Devant la porte en bois du bureau, André et Grivois, les deux hommes de confiance de Jules, tentèrent de l'empêcher de continuer sa route, mais elle sortit son revolver, qu'elle braqua vers le plafond pour montrer qu'ils n'étaient pas dans un danger immédiat – bien qu'ils puissent le devenir en très peu de temps.

« Ne tire pas, Geneviève, lui intima Grivois qui, à l'instar d'André et Martin, était dans le circuit depuis plus longtemps qu'elle et pouvait se permettre de l'appeler familièrement. On a dix hommes dans la maison en ce moment. Et puis, pense à la trêve. »

Geneviève eut un petit ricanement et dit :

« Tant que vous me laissez passer, je ne romps pas la trêve. Si vous me forcez à la rompre, douze morts de plus ou de moins ne pèseront pas lourd sur ma conscience. »

Grivois recula d'un pas tandis qu'André allait ouvrir la porte du bureau – après avoir frappé à la porte le code spécial pour ''des ennuis en perspective''.

« Ma chère Geneviève ! s'exclama Faraud en l'accueillant, les bras grand ouverts.

— Silence, Jules, lui intima Geneviève. La guerre est dé...

— NON ! l'interrompit Jules. Non. S'il te plaît. Explique-moi ce qu'il se passe avant de déclarer la guerre. Il y aura des morts et j'aimerais savoir pourquoi ils mourront avant que le carnage ne commence. »

Il avait pu l'interrompre uniquement parce que le châle rouge lui avait donné un indice sur ce qui allait suivre, autrement l'ordre de se taire, donné par cette femme imposante, l'aurait réduit au silence pour au moins deux ou trois phrases de plus.
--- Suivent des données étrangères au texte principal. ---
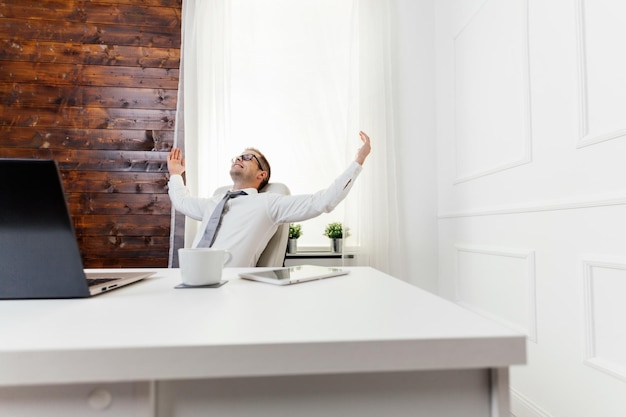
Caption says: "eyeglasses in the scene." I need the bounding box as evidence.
[231,153,265,171]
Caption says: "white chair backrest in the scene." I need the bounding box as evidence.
[214,182,291,267]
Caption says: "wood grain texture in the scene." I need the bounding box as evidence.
[0,0,182,268]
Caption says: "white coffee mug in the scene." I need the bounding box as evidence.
[178,248,232,286]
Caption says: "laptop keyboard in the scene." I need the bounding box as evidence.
[87,278,119,287]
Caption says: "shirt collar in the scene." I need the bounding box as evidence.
[231,188,259,195]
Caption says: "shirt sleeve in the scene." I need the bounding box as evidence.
[267,162,363,223]
[167,175,211,220]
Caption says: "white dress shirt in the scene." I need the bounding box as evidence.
[168,162,363,267]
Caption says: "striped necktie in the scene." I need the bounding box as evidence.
[198,191,247,248]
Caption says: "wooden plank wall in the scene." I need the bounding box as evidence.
[0,0,182,268]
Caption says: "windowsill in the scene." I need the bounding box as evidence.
[286,250,354,259]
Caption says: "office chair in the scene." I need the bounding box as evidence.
[213,182,291,267]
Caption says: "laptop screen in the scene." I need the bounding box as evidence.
[0,159,89,299]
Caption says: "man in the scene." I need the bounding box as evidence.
[167,132,371,267]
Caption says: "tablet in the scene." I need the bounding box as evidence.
[239,265,350,285]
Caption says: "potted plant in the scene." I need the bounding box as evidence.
[324,222,349,253]
[287,223,302,253]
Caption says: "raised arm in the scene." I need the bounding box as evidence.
[355,131,372,165]
[167,148,185,175]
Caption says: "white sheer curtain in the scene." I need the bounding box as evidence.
[177,0,408,276]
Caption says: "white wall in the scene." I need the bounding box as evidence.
[392,0,437,292]
[432,0,626,417]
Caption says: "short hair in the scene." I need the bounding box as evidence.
[246,148,272,191]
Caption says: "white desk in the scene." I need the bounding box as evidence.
[0,267,525,417]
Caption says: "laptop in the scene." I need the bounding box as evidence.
[0,158,154,299]
[239,265,350,285]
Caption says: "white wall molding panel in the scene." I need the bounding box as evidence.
[438,192,626,219]
[454,0,532,183]
[582,257,626,381]
[455,244,537,342]
[511,388,553,417]
[575,0,626,148]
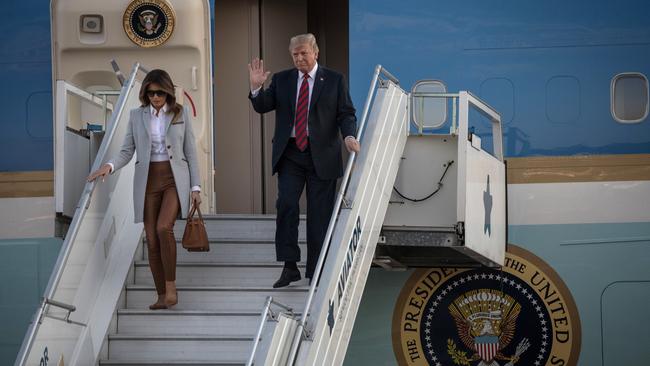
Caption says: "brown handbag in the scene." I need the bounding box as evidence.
[182,204,210,252]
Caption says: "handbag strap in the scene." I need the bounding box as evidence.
[186,202,203,222]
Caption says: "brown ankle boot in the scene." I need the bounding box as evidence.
[149,294,167,310]
[165,281,178,308]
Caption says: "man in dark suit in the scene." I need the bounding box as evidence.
[248,34,360,288]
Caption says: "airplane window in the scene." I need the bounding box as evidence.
[611,72,648,123]
[411,80,447,128]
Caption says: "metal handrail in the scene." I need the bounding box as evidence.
[14,63,140,366]
[246,296,294,366]
[289,65,399,364]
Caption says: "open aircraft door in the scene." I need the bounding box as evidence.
[374,86,507,269]
[51,0,214,217]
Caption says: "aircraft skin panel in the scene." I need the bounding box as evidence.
[508,181,650,225]
[344,220,650,366]
[350,0,650,157]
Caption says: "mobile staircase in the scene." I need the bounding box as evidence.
[16,65,505,366]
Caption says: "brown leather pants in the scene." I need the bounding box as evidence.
[144,161,180,295]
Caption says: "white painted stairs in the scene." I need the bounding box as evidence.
[99,215,309,366]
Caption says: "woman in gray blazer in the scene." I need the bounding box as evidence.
[88,70,201,310]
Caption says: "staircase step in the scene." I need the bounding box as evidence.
[99,360,246,366]
[126,284,309,312]
[117,308,302,337]
[174,215,306,240]
[135,261,305,286]
[108,334,253,362]
[142,239,307,263]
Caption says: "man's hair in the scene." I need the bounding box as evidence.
[289,33,318,53]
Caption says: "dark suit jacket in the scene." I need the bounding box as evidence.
[248,65,357,179]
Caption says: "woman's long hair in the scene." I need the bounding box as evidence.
[140,69,182,118]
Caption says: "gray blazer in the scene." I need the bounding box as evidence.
[109,106,201,223]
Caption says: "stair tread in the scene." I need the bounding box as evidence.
[99,360,246,366]
[126,285,309,292]
[135,260,306,268]
[108,333,255,341]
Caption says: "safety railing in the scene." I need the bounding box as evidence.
[15,64,148,366]
[54,80,119,216]
[289,65,399,352]
[246,296,295,366]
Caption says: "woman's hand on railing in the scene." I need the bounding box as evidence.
[345,136,361,153]
[192,191,201,207]
[86,164,112,182]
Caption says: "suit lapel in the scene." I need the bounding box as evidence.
[309,65,325,111]
[165,110,183,135]
[289,69,300,119]
[142,106,151,140]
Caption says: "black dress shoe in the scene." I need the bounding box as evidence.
[273,268,301,288]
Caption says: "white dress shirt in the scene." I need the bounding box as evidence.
[107,103,201,192]
[149,103,172,162]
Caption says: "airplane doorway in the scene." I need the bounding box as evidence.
[213,0,349,214]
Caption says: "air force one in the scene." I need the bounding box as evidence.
[0,0,650,366]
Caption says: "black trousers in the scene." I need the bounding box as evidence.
[275,139,336,278]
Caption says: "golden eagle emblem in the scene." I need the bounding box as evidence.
[447,289,530,366]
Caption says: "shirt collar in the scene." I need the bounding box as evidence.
[298,62,318,80]
[149,103,169,117]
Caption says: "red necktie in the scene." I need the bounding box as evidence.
[294,74,309,151]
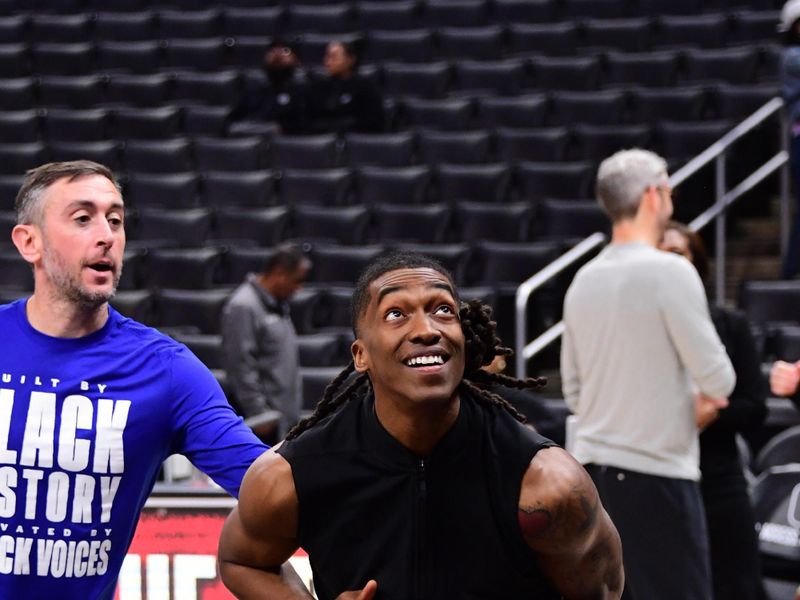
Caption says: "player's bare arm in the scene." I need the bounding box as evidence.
[219,450,377,600]
[518,448,624,600]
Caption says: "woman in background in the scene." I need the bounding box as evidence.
[661,221,767,600]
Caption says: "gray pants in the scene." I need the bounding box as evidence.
[586,465,712,600]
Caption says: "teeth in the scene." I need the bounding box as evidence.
[406,354,444,367]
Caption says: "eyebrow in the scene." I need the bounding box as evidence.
[377,283,456,304]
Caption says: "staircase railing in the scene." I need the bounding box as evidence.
[514,98,790,377]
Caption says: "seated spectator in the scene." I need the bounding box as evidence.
[661,221,767,600]
[308,41,384,133]
[234,41,308,134]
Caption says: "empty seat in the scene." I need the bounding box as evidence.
[271,133,339,169]
[419,130,491,165]
[356,166,431,204]
[0,77,36,110]
[629,86,708,122]
[531,56,601,90]
[125,172,198,208]
[106,73,172,106]
[436,163,511,204]
[548,90,627,125]
[683,47,758,83]
[42,108,110,141]
[94,10,156,42]
[536,200,611,240]
[0,173,24,211]
[583,17,653,52]
[345,131,414,167]
[454,59,525,95]
[0,110,40,142]
[212,206,289,246]
[453,202,533,243]
[606,50,679,87]
[286,3,355,33]
[279,168,352,206]
[39,75,103,108]
[49,140,122,171]
[308,244,384,286]
[156,286,230,334]
[372,204,450,244]
[470,241,559,288]
[476,94,549,128]
[573,125,650,161]
[136,208,211,246]
[31,42,94,75]
[0,15,29,44]
[709,83,779,120]
[222,6,284,38]
[123,138,193,173]
[203,170,274,208]
[437,25,504,60]
[516,161,595,200]
[495,127,570,162]
[172,71,241,107]
[656,13,728,48]
[0,43,31,77]
[114,106,181,140]
[97,40,163,73]
[158,9,221,39]
[423,0,489,27]
[145,248,220,290]
[0,142,47,175]
[193,137,266,171]
[364,28,433,63]
[30,13,91,43]
[291,205,369,244]
[395,242,472,285]
[355,0,419,31]
[508,22,578,56]
[738,281,800,325]
[164,38,226,71]
[383,62,450,98]
[655,120,731,158]
[397,98,473,131]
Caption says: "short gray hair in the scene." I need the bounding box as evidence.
[14,160,122,225]
[595,148,669,223]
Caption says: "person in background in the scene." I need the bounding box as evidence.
[233,40,308,134]
[222,244,311,438]
[561,149,736,600]
[778,0,800,279]
[0,160,266,600]
[308,41,384,133]
[660,221,767,600]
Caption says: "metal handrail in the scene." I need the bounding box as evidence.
[514,97,789,377]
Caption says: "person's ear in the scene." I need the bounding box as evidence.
[350,339,369,373]
[11,224,42,264]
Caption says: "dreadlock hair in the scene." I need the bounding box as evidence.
[286,251,544,440]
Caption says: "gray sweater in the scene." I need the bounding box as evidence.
[561,242,736,480]
[222,275,302,434]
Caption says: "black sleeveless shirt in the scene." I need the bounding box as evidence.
[277,395,560,600]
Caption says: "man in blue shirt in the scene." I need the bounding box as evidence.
[0,161,266,600]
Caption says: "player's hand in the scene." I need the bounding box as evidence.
[336,579,378,600]
[769,360,800,396]
[694,394,728,431]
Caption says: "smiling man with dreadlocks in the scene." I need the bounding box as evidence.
[219,253,623,600]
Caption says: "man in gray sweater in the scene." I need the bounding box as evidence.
[561,149,735,600]
[222,244,311,438]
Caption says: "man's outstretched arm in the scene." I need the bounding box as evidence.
[518,448,625,600]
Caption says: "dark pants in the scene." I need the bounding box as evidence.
[586,465,712,600]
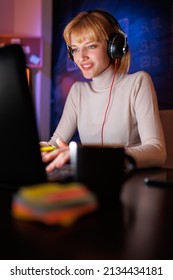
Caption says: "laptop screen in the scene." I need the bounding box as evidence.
[0,44,46,186]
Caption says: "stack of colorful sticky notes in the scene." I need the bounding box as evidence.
[12,183,98,226]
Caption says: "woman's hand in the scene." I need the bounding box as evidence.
[42,139,70,172]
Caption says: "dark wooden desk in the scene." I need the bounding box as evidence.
[0,166,173,260]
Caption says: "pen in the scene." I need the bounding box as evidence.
[40,146,57,152]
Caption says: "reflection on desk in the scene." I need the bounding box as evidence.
[0,169,173,260]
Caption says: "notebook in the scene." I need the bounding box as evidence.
[0,44,73,188]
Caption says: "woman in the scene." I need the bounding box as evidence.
[41,10,166,171]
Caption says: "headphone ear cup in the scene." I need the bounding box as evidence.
[107,33,128,59]
[67,46,74,61]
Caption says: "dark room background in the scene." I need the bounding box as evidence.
[51,0,173,140]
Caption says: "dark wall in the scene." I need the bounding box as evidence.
[50,0,173,139]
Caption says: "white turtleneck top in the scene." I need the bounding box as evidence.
[48,66,166,168]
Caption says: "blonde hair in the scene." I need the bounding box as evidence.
[63,10,130,75]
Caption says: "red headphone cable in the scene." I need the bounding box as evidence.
[101,64,116,145]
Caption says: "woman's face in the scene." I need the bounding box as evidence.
[71,36,110,79]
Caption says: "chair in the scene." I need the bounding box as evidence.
[160,109,173,169]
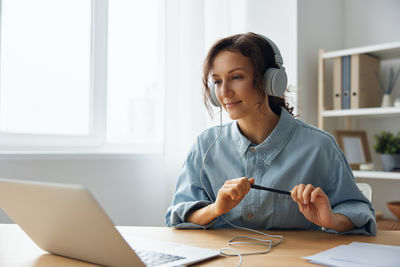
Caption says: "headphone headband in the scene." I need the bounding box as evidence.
[209,34,287,107]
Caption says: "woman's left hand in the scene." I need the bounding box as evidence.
[291,184,335,228]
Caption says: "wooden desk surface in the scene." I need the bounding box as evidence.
[0,224,400,267]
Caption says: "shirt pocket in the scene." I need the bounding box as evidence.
[272,194,313,229]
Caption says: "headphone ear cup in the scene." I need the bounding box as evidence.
[264,67,287,97]
[208,83,221,108]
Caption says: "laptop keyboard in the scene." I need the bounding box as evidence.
[135,249,185,266]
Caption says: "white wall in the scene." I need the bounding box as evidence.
[297,0,344,125]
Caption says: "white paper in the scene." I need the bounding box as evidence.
[303,242,400,267]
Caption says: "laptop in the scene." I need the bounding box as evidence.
[0,179,220,267]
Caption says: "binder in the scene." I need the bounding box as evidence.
[332,57,342,109]
[350,54,382,109]
[342,56,351,109]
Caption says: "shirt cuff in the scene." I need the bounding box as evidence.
[321,201,377,235]
[166,200,217,229]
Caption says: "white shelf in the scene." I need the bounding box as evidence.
[322,42,400,60]
[353,171,400,180]
[322,107,400,118]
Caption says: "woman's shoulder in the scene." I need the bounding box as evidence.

« S'il te plaît, murmura-t-il en lui montrant un siège. Ne prends pas de décision hâtive.

— Tu te crois si malin, répondit Geneviève en restant debout. Ne crois pas pouvoir me manipuler. Tu as rompu la trêve, Jules. La trêve que tu avais toi-même instaurée sans que je ne t'ai rien demandé, et que tu avais instaurée au nom de l'amitié qui t'unissait à Robert, rien de moins ! Si tu avais la moindre décence tu aurais attendu que les six mois qui nous séparent encore de l'anniversaire de Françoise s'écoulent, ou prévenir que tu retirais ton offre de Trêve - j'aurais peut-être laissé passer. Mais tu as préféré envoyer un tueur pour tirer dans le tas. »

Jules leva les deux mains pour l'empêcher de continuer – ou peut-être parce qu'il venait de se rendre compte qu'elle avait toujours son arme à la main, bien que pointée vers le sol, et qu'il voulait ériger une défense entre le canon et sa poitrine.

« Attends une minute. Quel tueur ? Quel tir dans le tas ?

— Oserais-tu nier qu'il y a une heure un homme de ta bande a tiré sur mes gars qui sortaient d'un nettoyage de banque ?

— Je te jure que je n'en sais rien !

— Mais jurerais-tu que ce n'était pas un des tiens ?

— Je...

— Sur ta vie. »

Ce n'était pas une question, c'était une exigence. Et chez les malhonnêtes de leur envergure, ce n'était pas métaphoriquement qu'on mettait sa vie en jeu.

Jules se laissa tomber sur son fauteuil et admit :

« Je ne sais pas forcément où sont tous les membres de ma bande à n'importe quel moment de la journée. Je pourrais jurer sur ma vie qu'ils ont tous respecté la Trêve, Geneviève, mais ma sincérité ne me sauverait pas de toi si je me trompais.

— Effectivement, répondit, acide, Geneviève. Et ce que tu me dis en ce moment, c'est que tu n'as aucune idée des loyautés des membres de ton équipe. Qu'il est donc possible que l'un de tes hommes ait tiré sur les miens. Sur Martin, bon sang ! »

La mention de Martin fit relever la tête à Jules. Vingt ans qu'ils se connaissaient et, bien que n'étant pas de sa bande, il avait endossé les meurtres de quatre miliciens et de Robert pour ses hommes et lui. Si Jules ne lui devait pas au moins un peu d'inquiétude...

« Martin ? répéta-t-il. Il va bien ?

— Mes trois hommes vont tous bien, dans la mesure où on leur a TIRÉ DESSUS pendant la Trêve, riposta Geneviève. Et ne va pas m'inventer une troisième bande rivale, personne n'aurait eu l'idée tordue de se poster en embuscade pour cueillir mes hommes à la sortie – personne, sauf un de tes TORDUS ! »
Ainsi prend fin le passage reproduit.